The most fundamental reason is that our understanding of immunotherapy is still in its early stages. We don't understand why OX40 agonists work well and don't understand why checkpoint inhibitors are so effective. This is like going beyond the last lottery winner. He doesn't know how to surpass himself. The other numbers he won and the winning number are almost not related. There are not five numbers that are only one number. An article in the 2004 Nature Journal listed immunotherapy as the first of many hype in the pharmaceutical industry. Until 2012, when Opdivo's lung cancer data came out, few people believed that PD-1 could become a climate. The whole industry's understanding of immunotherapy is evident. Although we have made great progress in the past few years, there is still no essential breakthrough in predicting the clinical response of new therapies, and there is no good way to predict responding inhibitors by biomarkers.

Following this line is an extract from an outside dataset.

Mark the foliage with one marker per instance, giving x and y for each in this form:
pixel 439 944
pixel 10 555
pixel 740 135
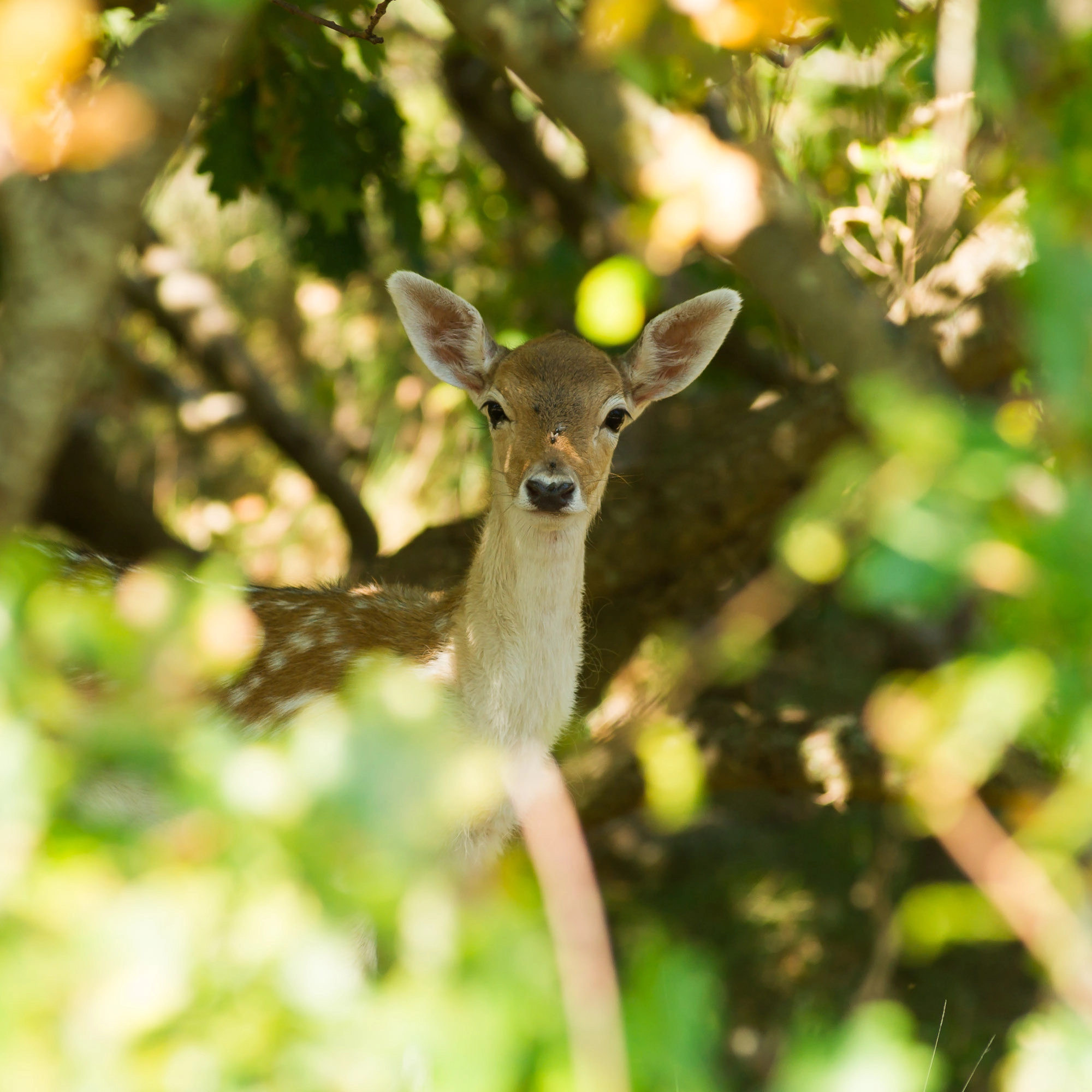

Checkpoint inhibitors theoretically kill tumor cells by activating the immune system, but preclinical models of PD-1 and CTLA4 inhibitors inhibit tumor growth activity. These checkpoint inhibitors are not the best even by activating some of the immune system's indicators such as cytokine synthesis and secretion. The lack of a reliable preclinical model is a practice for the development of immunotherapy. Although the preclinical model without any disease is completely reliable, screening for drugs through clinical trials is not economically sustainable if reliability does not reach a certain threshold.
Several companies that already have checkpoint inhibitors are big and big pharmaceutical companies, and each combination therapy that is currently underway is tens of hundreds. This is making it more difficult to recruit patients from other immunotherapy clinical trials, extending development time and increasing costs in disguise. In addition, these combinations make the threshold of later treatments higher and increase the difficulty of competition. The success of CD38 and Claudin 18.2 antibodies seems to indicate that anti-cancer is not only an immediate immunotherapy, but there are still many unknown mechanisms waiting for us to develop.